I motivi sub 3) e 4) sono infondati, posto che i denunciati, asseriti vizi di violazione di legge e difetto di motivazione in merito al diniego dell’invocata attenuante del fatto di lieve entità ex D.P.R. n. 309 del 1990, art. 73, comma 5, trovano corretta, logica e motivata risposta nell’impugnata sentenza (cfr. fol.7), con puntuale richiamo anche ai criteri di determinazione del c.d. "principio attivo", tutt’altro che modesto, nel "miscuglio" in sequestro, fermo restando l’apprezzabile dato ponderale dello stupefacente.

Fondato, invece, è il motivo sub 4), posto che, come incontestabilmente risulta a fol. 8, la misura della pena – correttamente determinata – conduce a quella di anni due e mesi otto di reclusione ed Euro 12.000,00 di multa per effetto della diminuzione ex art. 62 bis c.p. e per quella attinente al rito, secondo quanto sembrerebbe ritenuto dai giudici di appello. E’ evidente, quindi, che il dispositivo dell’impugnata sentenza ha proposto una misura del tutto diversa da quella calcolata nella motivazione della sentenza.

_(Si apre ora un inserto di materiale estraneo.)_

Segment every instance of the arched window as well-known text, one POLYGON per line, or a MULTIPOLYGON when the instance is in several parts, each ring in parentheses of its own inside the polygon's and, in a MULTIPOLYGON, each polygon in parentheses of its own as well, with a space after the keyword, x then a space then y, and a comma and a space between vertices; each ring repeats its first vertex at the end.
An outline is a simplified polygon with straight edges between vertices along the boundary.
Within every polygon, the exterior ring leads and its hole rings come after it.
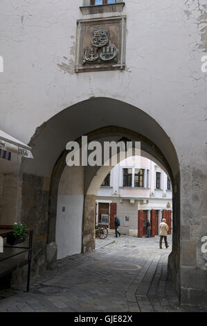
POLYGON ((91 0, 91 6, 109 5, 116 3, 116 0, 91 0))

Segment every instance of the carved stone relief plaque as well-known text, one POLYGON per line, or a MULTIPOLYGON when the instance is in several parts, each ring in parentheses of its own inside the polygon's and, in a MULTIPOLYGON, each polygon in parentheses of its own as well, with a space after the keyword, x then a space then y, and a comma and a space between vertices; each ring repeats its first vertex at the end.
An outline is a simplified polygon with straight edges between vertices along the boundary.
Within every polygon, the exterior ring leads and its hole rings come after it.
POLYGON ((125 16, 78 21, 75 72, 124 69, 125 16))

Posto che, seconda quanto ripetutamente ribadito da questa Corte di legittimità nella corretta lettura della normativa in materiale esiste differenza tra quanto motivato in sentenza ed i termini del dispositiva letto in udienza (nella specie, quanto alla misura del trattamento sanzionatorio) prevale quanto dichiarato nel detto dispositivo e, pertanto, non potendisi far ricorso all’art. 620 c.p.p., lett. l), l’impugnata sentenza va annullata nei confronti del B. limitatamente alla determinazione della pena, con rinvio per nuovo giudizio sul punto ad altra sezione della Corte di Appello di Bologna.

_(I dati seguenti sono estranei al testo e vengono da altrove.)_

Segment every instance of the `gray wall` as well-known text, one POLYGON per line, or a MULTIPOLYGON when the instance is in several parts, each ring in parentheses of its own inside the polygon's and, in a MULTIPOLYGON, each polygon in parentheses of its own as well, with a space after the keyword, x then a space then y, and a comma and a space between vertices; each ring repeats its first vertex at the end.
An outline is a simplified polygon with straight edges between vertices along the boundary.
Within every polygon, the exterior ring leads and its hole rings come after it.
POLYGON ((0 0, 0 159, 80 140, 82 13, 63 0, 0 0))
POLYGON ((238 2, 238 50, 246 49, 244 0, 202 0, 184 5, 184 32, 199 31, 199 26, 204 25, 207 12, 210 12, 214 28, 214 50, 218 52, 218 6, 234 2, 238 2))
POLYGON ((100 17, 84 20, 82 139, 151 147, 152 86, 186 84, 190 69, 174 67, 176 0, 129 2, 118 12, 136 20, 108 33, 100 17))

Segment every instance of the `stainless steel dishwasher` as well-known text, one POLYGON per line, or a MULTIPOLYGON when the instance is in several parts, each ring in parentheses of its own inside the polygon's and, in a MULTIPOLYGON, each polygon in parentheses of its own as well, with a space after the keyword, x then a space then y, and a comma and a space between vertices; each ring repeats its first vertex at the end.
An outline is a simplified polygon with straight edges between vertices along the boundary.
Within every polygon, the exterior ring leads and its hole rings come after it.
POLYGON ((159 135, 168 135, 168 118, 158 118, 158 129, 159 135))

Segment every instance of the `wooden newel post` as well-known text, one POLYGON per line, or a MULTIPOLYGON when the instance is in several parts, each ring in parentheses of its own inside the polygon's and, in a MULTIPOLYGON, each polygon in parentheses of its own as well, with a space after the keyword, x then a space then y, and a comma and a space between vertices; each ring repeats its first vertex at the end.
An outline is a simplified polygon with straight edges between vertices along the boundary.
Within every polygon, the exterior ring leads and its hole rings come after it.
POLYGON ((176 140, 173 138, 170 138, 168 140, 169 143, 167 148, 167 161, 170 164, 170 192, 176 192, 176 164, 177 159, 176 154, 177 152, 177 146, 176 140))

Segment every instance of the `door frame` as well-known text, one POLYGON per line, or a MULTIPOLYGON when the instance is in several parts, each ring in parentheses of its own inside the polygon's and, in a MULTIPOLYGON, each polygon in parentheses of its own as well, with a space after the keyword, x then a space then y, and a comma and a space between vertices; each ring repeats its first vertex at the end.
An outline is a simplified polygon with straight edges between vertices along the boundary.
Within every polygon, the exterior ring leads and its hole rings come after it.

Per il resto il ricorso del B. va rigettato.

P.Q.M.

Dichiara inammissibile il ricorso dell’ A. che condanna al pagamento delle spese processuali ed al versamento della somma di Euro 300,00 alla cassa delle ammende.

Annulla la sentenza impugnata nei confronti del B. limitatamente alla determinazione della pena e rinvia per nuovo giudizio sul punto ad altra sezione della Corte di Appello di Bologna.

Rigetta nel resto il ricorso del B..

Testo non ufficiale. La sola stampa del bollettino ufficiale ha carattere legale.